Le Thai An | Reinforcement Learning applied to Control at a glance

Introduction

This document summarizes what I have learnt about the intersection of Control Theory and Reinforcement Learning (RL) topic. The topic was greatly introduced by Ben Recht, which he proposed this new exciting field the name Actionable Intelligence. To begin, this is the introductory headline of the field:

Actionable Intelligence is the study of how to use past data to enhance the future manipulation of a dynamical system

I know some Computer Science guys at my Uni said that Deep RL is the key to achieve The Singularity (lol), and yes there are strong supports that RL has defeated human in Go, Atari game, etc. To be honest, I doubted about that audacious blame. At that time, I thought that Deep RL achieved these performances in perfect environment without measurement error and no hidden game states, but how can we so sure that it will achieve the same in dynamic and imperfect environment of industrial systems?

The tour of Ben Recht indeed clears my doubts, there is a whole pool of problems to solve. Why is it so hard to optimal control a system given unknown dynamic states? RL has to be the one that could easily solve this kind of problem. The answer is simple, the stakes could not be higher if we would like to guarantee safety executions and valuable gains (both are defined by reward function) by a series of action in uncertainty. Afterall, RL is to find (randomly or heuristic) a series of action u to maximize reward function r.

A test-bed for everyone to test: Linear Quadratic Regulator (LQR)

As Prof. Recht stated his point:

If a machine learning does crazy things when restricted to linear models, it's going to do crazy things on complex nonlinear models too.

And reversely, if your ML algorithm has good results on non-linear models, it has to be get acceptable results on linear models too. Otherwise, it is unreasonable to trust your model. Therefore, LQR has come to save the day as a test-bed for everything new popped out of your head. LQR is a special case of optimal control problem when we know the state transitions function and we design the cost function to represent our task:

$$ minE_e[\sum_{t=1}^{T}C_t(x_t,u_t)] $$ $$ x_{t+1}=f_t(x_t,u_t,e_t) $$ $$ u_t=\pi_t(\tau_t) $$ With LQR (continuous version), the state transition function is linear and the cost becomes quadratic: $$ E[\frac{1}{T}\sum_{t=1}^{T}x_t^TQx_t+u_t^TRu_t+x_T^TP_Tx_T] $$ $$ x_{t+1}=Ax_t+Bu_t+e_t $$

Intuitively, you must find a series of action $ u_t $ in order to minimize the quadratic cost expected over error (to get mean error).
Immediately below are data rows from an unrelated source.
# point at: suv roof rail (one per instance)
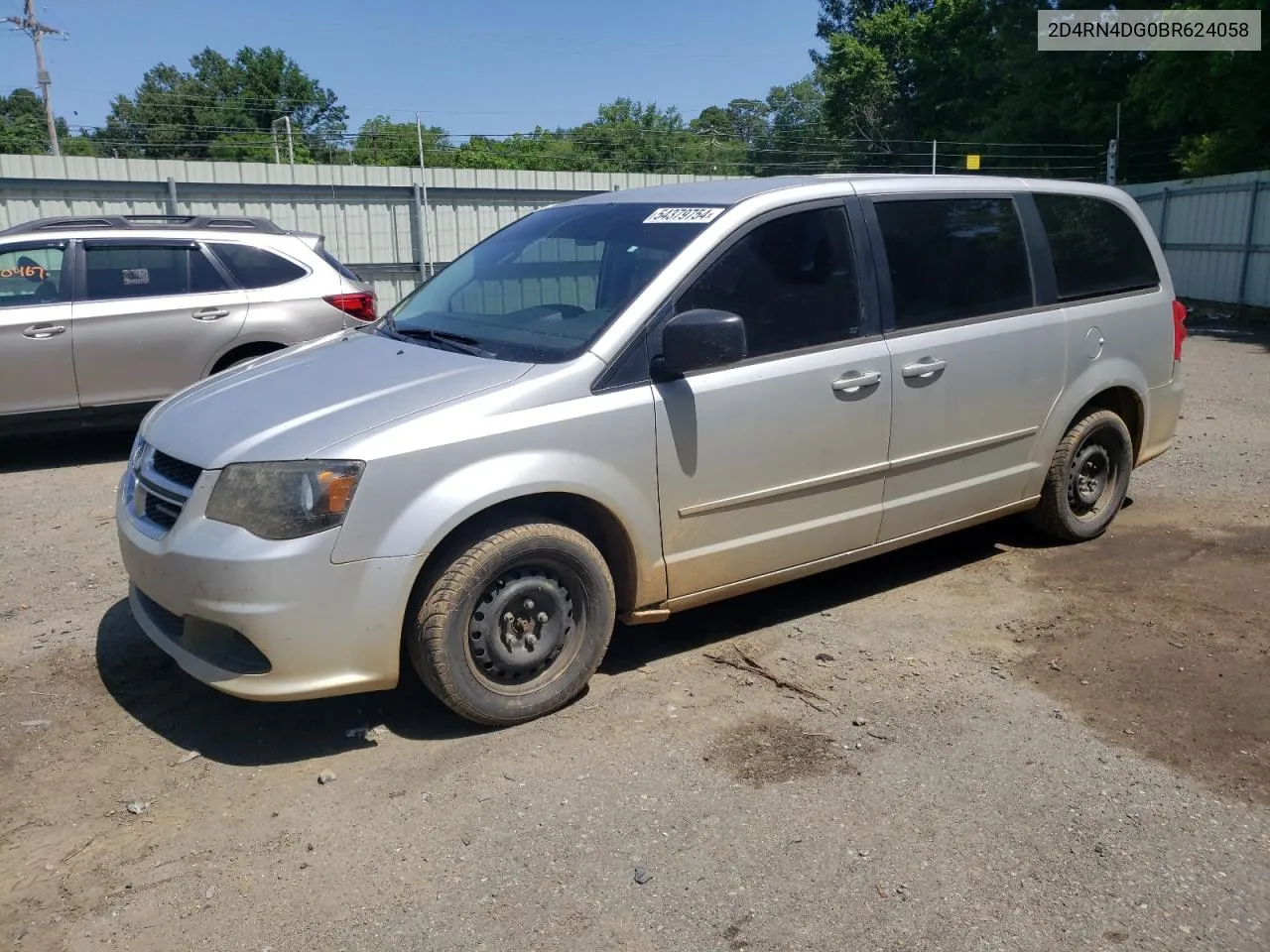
(189, 222)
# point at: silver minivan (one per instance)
(644, 402)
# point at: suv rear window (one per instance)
(953, 258)
(121, 271)
(1096, 248)
(254, 267)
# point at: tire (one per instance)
(1087, 481)
(515, 626)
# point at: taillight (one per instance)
(359, 304)
(1179, 329)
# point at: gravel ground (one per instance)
(1005, 747)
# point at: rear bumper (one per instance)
(1164, 407)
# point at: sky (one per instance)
(489, 67)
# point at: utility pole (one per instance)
(33, 28)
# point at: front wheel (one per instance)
(515, 626)
(1087, 480)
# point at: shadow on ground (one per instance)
(153, 689)
(60, 449)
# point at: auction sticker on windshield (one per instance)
(683, 216)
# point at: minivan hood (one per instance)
(291, 404)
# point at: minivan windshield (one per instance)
(544, 287)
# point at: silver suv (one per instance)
(644, 402)
(102, 317)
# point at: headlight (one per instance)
(285, 500)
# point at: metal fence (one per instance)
(375, 218)
(1215, 234)
(1215, 231)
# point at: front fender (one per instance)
(407, 504)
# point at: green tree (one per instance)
(381, 141)
(1215, 99)
(540, 150)
(795, 140)
(183, 114)
(22, 123)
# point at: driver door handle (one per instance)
(853, 381)
(926, 367)
(42, 331)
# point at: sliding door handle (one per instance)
(209, 313)
(926, 367)
(42, 331)
(851, 382)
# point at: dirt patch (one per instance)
(1164, 645)
(774, 751)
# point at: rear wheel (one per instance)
(1088, 479)
(516, 625)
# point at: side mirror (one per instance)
(698, 339)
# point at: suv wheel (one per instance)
(515, 626)
(1087, 480)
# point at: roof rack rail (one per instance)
(187, 222)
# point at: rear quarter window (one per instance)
(1096, 246)
(344, 271)
(254, 267)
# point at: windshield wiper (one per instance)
(456, 341)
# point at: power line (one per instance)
(30, 24)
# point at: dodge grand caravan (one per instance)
(643, 402)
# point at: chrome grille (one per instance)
(171, 467)
(158, 488)
(160, 512)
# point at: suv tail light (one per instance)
(1179, 329)
(359, 304)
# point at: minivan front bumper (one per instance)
(264, 620)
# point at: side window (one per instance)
(254, 267)
(203, 276)
(31, 275)
(953, 258)
(792, 281)
(1096, 248)
(122, 271)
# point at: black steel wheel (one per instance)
(1088, 479)
(515, 626)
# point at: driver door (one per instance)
(776, 461)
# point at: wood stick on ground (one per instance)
(743, 661)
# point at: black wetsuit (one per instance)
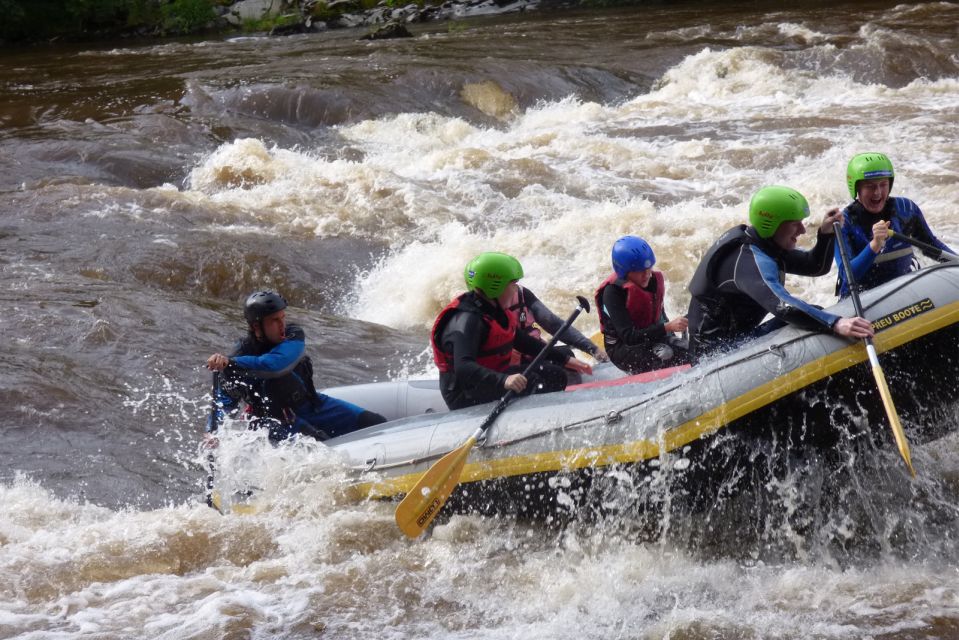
(470, 383)
(740, 280)
(276, 383)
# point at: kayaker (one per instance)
(474, 336)
(271, 374)
(639, 337)
(741, 277)
(876, 258)
(532, 314)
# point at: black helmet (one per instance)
(261, 304)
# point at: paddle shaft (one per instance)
(934, 252)
(214, 425)
(897, 431)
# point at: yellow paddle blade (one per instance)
(241, 507)
(598, 340)
(417, 510)
(897, 431)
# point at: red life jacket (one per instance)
(644, 307)
(493, 354)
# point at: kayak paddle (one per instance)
(877, 372)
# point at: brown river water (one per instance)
(147, 187)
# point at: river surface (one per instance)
(146, 188)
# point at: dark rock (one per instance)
(387, 31)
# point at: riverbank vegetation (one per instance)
(38, 21)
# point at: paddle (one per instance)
(877, 372)
(934, 252)
(424, 501)
(212, 499)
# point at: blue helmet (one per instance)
(632, 254)
(262, 304)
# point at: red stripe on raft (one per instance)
(649, 376)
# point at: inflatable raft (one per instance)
(790, 391)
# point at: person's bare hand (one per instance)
(853, 327)
(217, 362)
(677, 325)
(578, 365)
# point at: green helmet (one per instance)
(492, 272)
(771, 206)
(866, 166)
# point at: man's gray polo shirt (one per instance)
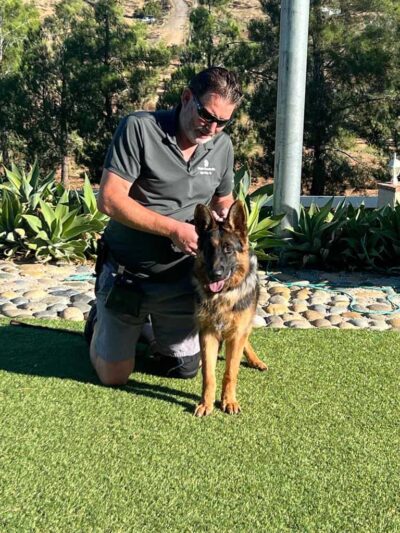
(144, 152)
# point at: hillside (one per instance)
(174, 26)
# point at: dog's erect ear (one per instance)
(236, 219)
(203, 219)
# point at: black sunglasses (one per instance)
(207, 116)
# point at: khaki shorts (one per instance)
(170, 307)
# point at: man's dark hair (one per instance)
(217, 80)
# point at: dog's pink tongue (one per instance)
(216, 286)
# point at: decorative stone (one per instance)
(46, 282)
(303, 294)
(52, 300)
(340, 303)
(336, 310)
(313, 315)
(280, 289)
(394, 321)
(359, 322)
(56, 308)
(81, 298)
(7, 276)
(19, 300)
(274, 322)
(85, 308)
(11, 312)
(264, 296)
(258, 322)
(341, 297)
(33, 307)
(292, 316)
(9, 294)
(45, 314)
(72, 313)
(322, 323)
(299, 307)
(278, 299)
(7, 305)
(346, 325)
(351, 314)
(260, 311)
(380, 307)
(334, 319)
(318, 307)
(379, 325)
(298, 324)
(35, 294)
(276, 309)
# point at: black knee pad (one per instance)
(179, 367)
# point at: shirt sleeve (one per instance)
(225, 186)
(124, 153)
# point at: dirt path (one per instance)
(174, 29)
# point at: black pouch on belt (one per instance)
(125, 296)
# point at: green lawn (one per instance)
(315, 449)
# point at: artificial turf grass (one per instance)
(315, 449)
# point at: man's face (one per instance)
(202, 118)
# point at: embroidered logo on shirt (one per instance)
(206, 169)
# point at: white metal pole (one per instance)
(290, 109)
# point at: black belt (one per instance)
(169, 275)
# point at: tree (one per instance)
(17, 21)
(83, 69)
(117, 70)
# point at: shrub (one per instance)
(40, 219)
(260, 222)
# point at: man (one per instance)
(159, 166)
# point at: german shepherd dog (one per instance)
(227, 286)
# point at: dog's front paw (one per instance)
(259, 365)
(230, 406)
(203, 409)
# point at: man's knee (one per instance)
(179, 367)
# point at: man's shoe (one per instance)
(90, 322)
(176, 367)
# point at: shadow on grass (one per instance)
(64, 355)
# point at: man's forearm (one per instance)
(129, 212)
(114, 201)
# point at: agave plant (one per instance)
(12, 232)
(314, 236)
(261, 236)
(29, 187)
(60, 232)
(361, 244)
(88, 206)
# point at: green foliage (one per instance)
(29, 187)
(79, 72)
(262, 238)
(312, 239)
(353, 83)
(43, 220)
(346, 238)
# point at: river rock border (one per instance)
(288, 299)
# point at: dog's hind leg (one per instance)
(253, 360)
(209, 353)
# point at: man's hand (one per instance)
(221, 215)
(184, 237)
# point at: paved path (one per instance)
(290, 299)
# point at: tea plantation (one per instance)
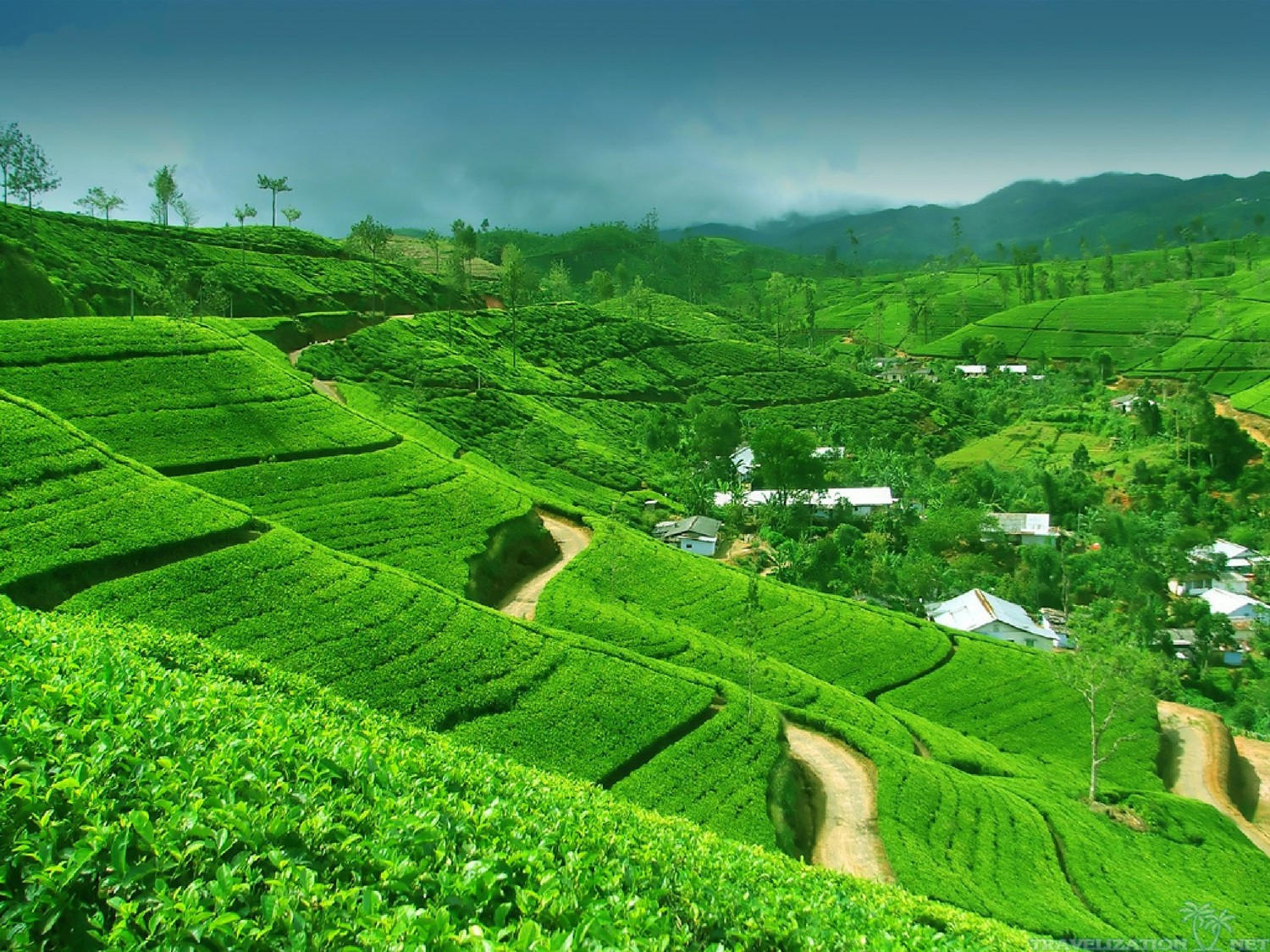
(74, 510)
(159, 794)
(264, 773)
(75, 266)
(175, 395)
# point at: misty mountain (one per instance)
(1122, 211)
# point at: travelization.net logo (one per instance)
(1211, 929)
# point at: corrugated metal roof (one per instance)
(978, 608)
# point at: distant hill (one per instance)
(1125, 211)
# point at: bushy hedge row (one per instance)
(267, 271)
(27, 343)
(972, 842)
(1011, 698)
(220, 403)
(406, 505)
(162, 804)
(1140, 883)
(409, 649)
(578, 721)
(66, 500)
(846, 644)
(719, 774)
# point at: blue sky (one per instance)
(554, 114)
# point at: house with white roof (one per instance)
(698, 533)
(863, 500)
(1222, 565)
(983, 614)
(1241, 609)
(1026, 528)
(744, 457)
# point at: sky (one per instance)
(553, 114)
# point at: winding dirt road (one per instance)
(1201, 773)
(1257, 753)
(846, 837)
(1255, 426)
(522, 601)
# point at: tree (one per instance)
(715, 432)
(465, 241)
(32, 174)
(639, 300)
(515, 284)
(273, 187)
(809, 310)
(164, 183)
(777, 292)
(243, 212)
(558, 284)
(1112, 680)
(433, 241)
(785, 459)
(601, 284)
(10, 145)
(107, 203)
(371, 236)
(188, 216)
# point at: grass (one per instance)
(175, 395)
(71, 503)
(83, 266)
(295, 819)
(404, 505)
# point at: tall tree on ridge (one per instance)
(32, 173)
(373, 238)
(273, 187)
(10, 144)
(515, 282)
(164, 183)
(243, 212)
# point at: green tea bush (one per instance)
(66, 500)
(160, 795)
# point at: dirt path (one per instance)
(1255, 426)
(1257, 753)
(1201, 774)
(522, 601)
(848, 837)
(330, 388)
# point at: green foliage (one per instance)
(1013, 700)
(845, 644)
(404, 505)
(733, 801)
(177, 395)
(266, 271)
(69, 500)
(406, 647)
(152, 801)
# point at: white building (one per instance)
(1241, 609)
(1026, 528)
(698, 533)
(983, 614)
(863, 500)
(1222, 565)
(744, 457)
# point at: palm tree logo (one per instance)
(1208, 924)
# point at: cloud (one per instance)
(551, 114)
Next section will introduce some approaches to find the optimal (or not) policy and how fast they converge to minimum cost with a fixed amount of samples. The raising question is how we can balance between optimal cost and computation to process as least as possible many samples. I have not implemented any approaches in RL to try to solve LQR yet, but it seems pretty straightforward to implement. However, Prof. Recht mentioned LQR is not easy, "magic tends to happen in LQR". I do not know if this is true until I get my hand dirty on evaluating these approaches.

Approaches to solve LQR with RL

In the above LQR problem, we design the cost function based on our demands and if we fully know the state transitions functions, we can solve LQR directly using Batch Optimization or Dynamic Programming. And the solution is described as below. For finite-time horizon, discrete-time LQR:

$$ u_t=-K_tx_t $$ where $$ K_t=-(B^TP_{t+1}B+R)^{-1}B^TP_{t+1}A $$ and $$ P_t=Q+A^TP_{t+1}A-A^TP_{t+1}B(R+B^TP_{t+1}B)^{-1}B^TP_{t+1}A $$

When we know the state transition, we know A and B in linear equation. The optimal solution is founded by recursively find $ P_{t+1} $ from terminal condition $ P_t $. Then we can find series $ u_t $. When the time T approaches infinity, the optimal solution of u becomes static. Solving Riccati equation of P, we get:

$$ P=Q+A^TPA-A^TPB(R+B^TPB)^{-1}B^TPA $$ $$ K=-(B^TPB+R)^{-1}B^TPA$$

As we can see, the optimal solution u is independence of error variance, which means more noise do not affect system control. In infinite-time scheme, solution u is time-invariant. The questions is, when we do not know state transition function, we do not know A, B in advanced, how can we solve LQR for optimal control? This is the place that RL shined. We have these roads to follow:

Identify everything (the most masochistic way lol) about system dynamic using physics and finite element methods.
Identify a coarse model for the system dynamic
We will be blunt :) and map directly data from sensor models to output control (e.g neural network)

Model-based approaches

I am personally like the first approach, because that's what Control Theory guys usually do anyway :). They called this approach System Identification. However, in ML manner, we do not use the glory of Physics to model the system. What we are going to do is trying to learn the state-transition function, which means we will fit the matrix A and B with some cost function by choices. For example, we use L2 loss to fit A, B:

$$ \hat{A},\hat{B}=\underset{A,B}{min}\sum_{t=1}^{T-1}||x_{t+1}-Ax_t-Bu_t||^2$$

Then we plug these matrices to state transition function with an error $v_t$:

$$ x_{t+1}=\hat{A}x_t+\hat{B}u_t+v_t $$

Actually, if we treat $ \hat{A}, \hat{B} $ as true dynamic matrices, it does not feel right. So far, this approach finds solution u based on what we just estimated $ \hat{A}, \hat{B} $. Here is the burning question: How can we model the uncertainty (errors) of our estimation and then use that to design solution u to robust control the system?

To answer that question, there are recent works of (again) Prof.Recht's group about Coarsed-ID control addressing this problem. These works will be discussed in next posts.

Model-free approaches

This section is huge! I cannot write the section down with few lines, it is even fit to have many intensive courses in RL. And yes, this is the realm of RL, everyone like it :). This section serves as introductory point for the next few posts. Basically, as the name stated, we do not care about the system dynamic, what we do is to mitigate cost function by:

Iteratively refining cost function based on measured system state and estimating policy $ u_t $ from the cost function each time step: Approximate Dynamic Programming.
Defining a parametrized distribution $ p(u;\vartheta) $ over $ u_t $ and use gradient ascent for some average reward function of $ u_t $ to refine iteratively the parametrized distribution $ p(u;\vartheta) $. The purpose is to minimize cost function expected over that distribution: Direct Policy Search.

For now, we do not go to detail of these methods. PID is also a model-free method that find u based on just the error, but PID can learn to compensate for poor models, changing conditions? This leads us to a burning topic from PID to RL:

How well must we understand the system in order to optimal control it?

The next few posts we will discuss how we balance between optimal policy solution versus computation cost to process the system state samples and how fast these methods find solution that leads system to stability.